No te dejes engañar por sucedáneos del amor

El consumidor busca en el anaquel del supermercado  chocolate para alimento de sus hijos. Escoge un envase del producto con un atractivo diseño que pregona sus bondades nutricionales con letras ostentosamente visibles.  Ya en casa, se sorprende leyendo las letras pequeñas de la etiqueta que dicen: producto con sabor a chocolate,  colorante artificial, saborizante artificial, conservadores etc. etc.,  más supuestas vitaminas agregadas. El producto en cuestión es un sucedáneo que es  cualquier otra cosa menos chocolate.

Es así que exponen su salud  quienes consumen voluntariamente o no productos imitación, que a través de un atractivo empaque exaltan más el placer del sabor artificiosamente logrado que su verdadero valor nutricional.

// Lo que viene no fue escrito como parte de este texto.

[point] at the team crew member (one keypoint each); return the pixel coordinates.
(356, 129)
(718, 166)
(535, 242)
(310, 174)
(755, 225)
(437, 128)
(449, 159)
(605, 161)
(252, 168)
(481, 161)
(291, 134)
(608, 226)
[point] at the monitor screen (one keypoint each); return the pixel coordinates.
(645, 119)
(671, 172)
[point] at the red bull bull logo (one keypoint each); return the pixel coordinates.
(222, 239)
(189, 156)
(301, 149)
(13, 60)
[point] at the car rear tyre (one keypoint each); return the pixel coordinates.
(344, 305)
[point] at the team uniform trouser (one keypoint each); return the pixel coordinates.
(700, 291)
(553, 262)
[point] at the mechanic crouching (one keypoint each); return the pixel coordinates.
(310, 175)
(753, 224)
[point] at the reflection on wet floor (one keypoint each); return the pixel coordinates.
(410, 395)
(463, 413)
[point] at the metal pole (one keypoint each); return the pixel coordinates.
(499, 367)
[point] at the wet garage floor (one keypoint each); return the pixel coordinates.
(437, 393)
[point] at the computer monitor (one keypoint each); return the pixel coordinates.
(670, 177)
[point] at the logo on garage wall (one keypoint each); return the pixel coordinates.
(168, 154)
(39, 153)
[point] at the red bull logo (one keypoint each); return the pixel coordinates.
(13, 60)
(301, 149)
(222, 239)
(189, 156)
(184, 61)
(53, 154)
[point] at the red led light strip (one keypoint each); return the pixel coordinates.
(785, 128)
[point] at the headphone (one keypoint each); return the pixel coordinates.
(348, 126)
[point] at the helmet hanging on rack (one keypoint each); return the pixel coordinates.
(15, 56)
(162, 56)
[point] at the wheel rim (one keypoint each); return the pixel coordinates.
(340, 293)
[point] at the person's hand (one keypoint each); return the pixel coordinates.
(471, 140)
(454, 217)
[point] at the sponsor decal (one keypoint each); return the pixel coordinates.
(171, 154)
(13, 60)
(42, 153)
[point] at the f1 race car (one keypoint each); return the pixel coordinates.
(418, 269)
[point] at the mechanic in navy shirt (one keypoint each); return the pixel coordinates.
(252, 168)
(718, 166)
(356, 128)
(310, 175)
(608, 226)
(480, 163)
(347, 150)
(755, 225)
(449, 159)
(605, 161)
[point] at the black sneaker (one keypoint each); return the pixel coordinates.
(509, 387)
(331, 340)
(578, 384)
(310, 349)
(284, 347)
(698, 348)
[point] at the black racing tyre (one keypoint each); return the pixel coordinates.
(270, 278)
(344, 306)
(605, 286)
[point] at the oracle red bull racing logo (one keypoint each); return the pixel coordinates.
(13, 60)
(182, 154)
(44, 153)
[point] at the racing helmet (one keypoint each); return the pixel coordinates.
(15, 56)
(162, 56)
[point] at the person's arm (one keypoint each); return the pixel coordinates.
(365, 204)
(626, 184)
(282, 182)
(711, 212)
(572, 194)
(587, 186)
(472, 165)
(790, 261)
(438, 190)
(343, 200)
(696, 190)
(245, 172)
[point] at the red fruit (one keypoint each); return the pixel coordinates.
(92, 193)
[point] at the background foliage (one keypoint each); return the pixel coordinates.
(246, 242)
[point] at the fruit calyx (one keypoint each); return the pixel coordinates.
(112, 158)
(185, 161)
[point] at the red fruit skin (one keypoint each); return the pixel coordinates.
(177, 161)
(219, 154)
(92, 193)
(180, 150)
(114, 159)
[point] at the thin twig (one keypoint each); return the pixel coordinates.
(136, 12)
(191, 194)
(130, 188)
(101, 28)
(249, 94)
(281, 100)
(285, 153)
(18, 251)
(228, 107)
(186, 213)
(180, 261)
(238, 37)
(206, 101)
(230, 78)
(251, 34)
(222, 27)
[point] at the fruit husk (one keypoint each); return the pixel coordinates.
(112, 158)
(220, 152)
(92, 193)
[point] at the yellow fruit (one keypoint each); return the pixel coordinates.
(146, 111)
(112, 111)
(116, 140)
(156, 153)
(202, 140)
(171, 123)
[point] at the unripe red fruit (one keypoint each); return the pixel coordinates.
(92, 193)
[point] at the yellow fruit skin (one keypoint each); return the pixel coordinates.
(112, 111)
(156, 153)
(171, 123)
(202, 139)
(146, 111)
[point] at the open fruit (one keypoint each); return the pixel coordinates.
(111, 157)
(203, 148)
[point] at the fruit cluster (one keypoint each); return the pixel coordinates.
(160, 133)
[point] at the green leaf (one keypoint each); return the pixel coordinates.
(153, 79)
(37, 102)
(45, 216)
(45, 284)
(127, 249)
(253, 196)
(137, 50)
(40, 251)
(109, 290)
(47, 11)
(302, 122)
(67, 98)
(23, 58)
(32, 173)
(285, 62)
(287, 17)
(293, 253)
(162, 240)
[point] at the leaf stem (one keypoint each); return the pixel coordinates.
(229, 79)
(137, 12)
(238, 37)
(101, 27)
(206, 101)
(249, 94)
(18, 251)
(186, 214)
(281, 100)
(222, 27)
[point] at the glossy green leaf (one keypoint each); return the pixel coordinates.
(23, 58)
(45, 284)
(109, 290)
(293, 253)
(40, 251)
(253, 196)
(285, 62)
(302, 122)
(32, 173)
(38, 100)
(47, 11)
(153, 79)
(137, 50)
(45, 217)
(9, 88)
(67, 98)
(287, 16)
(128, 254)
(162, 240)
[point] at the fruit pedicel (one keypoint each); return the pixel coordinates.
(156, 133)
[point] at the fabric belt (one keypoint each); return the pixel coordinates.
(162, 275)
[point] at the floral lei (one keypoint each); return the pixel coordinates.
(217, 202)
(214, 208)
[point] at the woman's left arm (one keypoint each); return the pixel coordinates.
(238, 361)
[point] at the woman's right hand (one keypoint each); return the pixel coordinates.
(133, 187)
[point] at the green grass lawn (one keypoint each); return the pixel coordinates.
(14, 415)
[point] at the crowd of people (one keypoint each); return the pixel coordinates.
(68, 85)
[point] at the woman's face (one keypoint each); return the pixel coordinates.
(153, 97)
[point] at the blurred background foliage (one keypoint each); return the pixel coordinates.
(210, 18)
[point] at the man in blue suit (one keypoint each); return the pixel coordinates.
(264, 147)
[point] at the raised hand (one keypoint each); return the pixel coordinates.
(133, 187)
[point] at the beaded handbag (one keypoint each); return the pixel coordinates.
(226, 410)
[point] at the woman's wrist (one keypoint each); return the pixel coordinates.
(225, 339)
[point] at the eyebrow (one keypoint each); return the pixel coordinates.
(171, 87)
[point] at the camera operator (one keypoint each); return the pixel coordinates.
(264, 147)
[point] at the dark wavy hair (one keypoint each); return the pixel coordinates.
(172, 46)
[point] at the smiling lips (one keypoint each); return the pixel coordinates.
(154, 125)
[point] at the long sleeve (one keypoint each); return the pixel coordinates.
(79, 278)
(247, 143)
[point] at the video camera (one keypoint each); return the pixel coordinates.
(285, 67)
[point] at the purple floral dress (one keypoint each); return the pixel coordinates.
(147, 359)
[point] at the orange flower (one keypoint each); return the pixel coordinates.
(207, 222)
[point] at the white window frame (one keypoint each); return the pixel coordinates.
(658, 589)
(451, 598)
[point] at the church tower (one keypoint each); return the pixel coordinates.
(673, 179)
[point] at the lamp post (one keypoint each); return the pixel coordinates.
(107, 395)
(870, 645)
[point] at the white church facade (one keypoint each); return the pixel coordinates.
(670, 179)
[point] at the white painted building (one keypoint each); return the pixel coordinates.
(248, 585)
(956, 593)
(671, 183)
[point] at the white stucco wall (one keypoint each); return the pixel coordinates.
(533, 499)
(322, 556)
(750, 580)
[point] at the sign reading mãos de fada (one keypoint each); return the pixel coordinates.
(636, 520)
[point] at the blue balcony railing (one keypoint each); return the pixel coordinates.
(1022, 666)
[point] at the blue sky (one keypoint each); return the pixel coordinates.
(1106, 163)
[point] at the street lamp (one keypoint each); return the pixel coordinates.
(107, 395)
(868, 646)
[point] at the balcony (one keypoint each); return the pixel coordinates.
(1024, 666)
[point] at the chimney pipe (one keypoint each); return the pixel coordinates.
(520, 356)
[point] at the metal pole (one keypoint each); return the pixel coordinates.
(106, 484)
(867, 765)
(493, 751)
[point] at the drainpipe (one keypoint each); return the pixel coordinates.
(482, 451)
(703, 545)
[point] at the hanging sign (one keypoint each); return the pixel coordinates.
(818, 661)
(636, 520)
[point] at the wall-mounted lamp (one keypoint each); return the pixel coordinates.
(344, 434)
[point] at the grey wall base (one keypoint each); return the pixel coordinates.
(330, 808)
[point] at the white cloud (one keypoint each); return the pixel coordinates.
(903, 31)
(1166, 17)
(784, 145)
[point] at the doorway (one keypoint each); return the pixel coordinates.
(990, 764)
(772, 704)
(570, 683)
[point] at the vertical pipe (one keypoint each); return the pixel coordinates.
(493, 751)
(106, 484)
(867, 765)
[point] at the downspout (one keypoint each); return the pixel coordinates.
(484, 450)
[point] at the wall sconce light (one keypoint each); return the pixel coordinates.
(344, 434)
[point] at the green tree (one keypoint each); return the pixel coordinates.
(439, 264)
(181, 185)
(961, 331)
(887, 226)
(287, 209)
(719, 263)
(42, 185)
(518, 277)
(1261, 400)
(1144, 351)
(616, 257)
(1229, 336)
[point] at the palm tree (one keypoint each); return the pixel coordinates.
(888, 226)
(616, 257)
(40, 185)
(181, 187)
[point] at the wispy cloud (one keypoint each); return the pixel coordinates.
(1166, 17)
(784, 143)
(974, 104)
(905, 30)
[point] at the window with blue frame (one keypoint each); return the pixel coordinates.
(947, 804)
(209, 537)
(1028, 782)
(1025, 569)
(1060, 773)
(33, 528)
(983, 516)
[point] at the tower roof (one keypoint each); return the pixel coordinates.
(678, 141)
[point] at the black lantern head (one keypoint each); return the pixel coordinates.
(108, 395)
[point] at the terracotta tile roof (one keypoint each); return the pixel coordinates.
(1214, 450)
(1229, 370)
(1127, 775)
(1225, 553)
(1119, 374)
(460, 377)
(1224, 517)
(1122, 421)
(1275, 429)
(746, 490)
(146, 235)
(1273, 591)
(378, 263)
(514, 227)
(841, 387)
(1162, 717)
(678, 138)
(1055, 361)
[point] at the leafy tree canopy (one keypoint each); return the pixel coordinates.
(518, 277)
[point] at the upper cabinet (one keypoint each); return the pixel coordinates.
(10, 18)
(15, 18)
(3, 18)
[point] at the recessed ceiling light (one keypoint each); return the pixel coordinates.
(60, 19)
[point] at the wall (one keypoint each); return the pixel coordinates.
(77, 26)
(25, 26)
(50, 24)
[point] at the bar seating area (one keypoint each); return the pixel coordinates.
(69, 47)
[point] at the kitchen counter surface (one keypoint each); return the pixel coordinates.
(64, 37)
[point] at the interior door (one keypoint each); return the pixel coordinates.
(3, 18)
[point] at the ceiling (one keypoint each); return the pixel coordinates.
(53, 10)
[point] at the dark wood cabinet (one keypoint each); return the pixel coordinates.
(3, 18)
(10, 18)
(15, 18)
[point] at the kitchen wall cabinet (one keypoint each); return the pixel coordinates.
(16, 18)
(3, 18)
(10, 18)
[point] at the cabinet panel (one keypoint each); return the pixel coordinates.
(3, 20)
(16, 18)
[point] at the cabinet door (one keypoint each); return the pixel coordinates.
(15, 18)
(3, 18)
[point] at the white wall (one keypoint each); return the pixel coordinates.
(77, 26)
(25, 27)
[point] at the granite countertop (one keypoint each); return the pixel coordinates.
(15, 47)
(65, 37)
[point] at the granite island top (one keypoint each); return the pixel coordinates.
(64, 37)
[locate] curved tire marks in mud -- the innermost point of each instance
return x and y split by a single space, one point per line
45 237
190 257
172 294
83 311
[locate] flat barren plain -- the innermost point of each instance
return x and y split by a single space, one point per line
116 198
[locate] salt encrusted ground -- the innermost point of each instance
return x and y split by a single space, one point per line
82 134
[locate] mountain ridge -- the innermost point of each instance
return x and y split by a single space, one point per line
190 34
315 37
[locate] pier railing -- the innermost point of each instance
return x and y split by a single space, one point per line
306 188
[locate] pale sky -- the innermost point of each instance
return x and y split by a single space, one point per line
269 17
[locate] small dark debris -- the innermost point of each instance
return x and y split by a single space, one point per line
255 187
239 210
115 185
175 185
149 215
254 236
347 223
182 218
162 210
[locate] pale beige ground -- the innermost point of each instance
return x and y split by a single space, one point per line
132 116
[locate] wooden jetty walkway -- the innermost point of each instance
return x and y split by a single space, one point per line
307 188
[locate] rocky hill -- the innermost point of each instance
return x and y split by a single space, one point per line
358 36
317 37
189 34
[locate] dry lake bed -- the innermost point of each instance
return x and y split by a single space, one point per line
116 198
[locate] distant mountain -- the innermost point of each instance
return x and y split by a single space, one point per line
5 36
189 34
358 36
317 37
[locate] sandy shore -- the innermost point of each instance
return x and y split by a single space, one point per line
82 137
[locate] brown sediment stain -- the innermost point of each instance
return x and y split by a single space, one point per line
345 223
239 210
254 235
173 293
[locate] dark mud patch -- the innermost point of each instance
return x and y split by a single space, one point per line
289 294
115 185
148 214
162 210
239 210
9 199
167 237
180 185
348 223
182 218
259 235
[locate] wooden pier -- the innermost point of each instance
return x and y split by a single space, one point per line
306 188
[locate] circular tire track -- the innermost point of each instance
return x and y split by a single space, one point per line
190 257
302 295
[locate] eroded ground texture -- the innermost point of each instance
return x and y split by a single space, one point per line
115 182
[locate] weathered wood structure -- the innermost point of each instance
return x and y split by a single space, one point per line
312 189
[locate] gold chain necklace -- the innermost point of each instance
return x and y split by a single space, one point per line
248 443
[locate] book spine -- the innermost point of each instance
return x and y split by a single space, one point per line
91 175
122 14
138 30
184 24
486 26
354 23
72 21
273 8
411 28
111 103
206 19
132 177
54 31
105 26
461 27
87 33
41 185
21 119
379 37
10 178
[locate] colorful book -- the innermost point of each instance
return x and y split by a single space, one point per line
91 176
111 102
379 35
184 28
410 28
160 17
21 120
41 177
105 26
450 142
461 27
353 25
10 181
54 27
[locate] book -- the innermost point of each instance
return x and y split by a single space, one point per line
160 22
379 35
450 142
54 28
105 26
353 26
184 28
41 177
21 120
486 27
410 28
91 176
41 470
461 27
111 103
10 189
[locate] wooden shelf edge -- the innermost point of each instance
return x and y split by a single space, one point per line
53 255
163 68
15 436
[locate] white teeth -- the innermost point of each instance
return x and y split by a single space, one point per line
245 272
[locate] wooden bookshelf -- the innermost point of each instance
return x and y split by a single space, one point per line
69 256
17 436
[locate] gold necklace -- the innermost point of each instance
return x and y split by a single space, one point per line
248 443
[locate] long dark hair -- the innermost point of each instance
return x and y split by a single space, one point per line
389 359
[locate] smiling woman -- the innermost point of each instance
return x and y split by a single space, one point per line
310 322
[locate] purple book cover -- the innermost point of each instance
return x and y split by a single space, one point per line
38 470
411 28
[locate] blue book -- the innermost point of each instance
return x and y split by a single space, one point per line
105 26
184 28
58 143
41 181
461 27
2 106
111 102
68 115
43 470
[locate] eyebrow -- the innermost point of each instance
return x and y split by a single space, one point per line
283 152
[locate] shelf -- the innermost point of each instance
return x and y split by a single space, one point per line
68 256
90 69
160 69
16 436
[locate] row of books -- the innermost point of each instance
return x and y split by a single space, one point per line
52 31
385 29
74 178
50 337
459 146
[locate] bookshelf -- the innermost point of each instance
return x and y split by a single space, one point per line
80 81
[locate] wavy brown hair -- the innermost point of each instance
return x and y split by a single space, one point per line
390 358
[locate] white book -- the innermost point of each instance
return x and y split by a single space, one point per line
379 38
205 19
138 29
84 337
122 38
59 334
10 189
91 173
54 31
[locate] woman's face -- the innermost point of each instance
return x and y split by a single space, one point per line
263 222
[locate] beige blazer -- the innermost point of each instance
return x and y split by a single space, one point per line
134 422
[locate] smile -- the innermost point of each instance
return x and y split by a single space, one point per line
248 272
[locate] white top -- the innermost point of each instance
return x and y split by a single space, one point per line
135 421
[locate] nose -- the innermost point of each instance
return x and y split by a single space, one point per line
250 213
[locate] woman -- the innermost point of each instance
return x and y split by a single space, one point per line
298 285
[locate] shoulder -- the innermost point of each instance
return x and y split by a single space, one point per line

Ahora imaginemos (lo cual resulta lamentablemente real) que alguien buscando contraer matrimonio, encuentre quien le prometa  lo que resultaran ser falsas cualidades  ocultas en un atractivo empaque, cuyas  letras diminutas en la etiqueta digan: producto con sabor a matrimonio con un contenido tal de saborizantes, colorantes, vitaminas, calorías, grasas. Con argumentos que intentan convencer sobre sus cualidades para  sustituir plenamente la esencia del matrimonio.

Pareciera que el amor conyugal y la dignidad de la persona se pudieran fabricar artificialmente, haciendo resaltar solo los sentimientos sensibles sobre el amor reflexivo, como en el caso de ciertos  productos, el sabor sobre el valor nutricional.

Para evitar caer en ese engaño, el consumidor prudente y bien informado, leerá con mucho cuidado la etiqueta para cerciorarse de que su contenido no es un sucedáneo del amor pleno y total que identifica al verdadero amor conyugal, y que es lo único que puede reflejar y garantizar los bienes del matrimonio: la ayuda mutua, la procreación y educación de los hijos.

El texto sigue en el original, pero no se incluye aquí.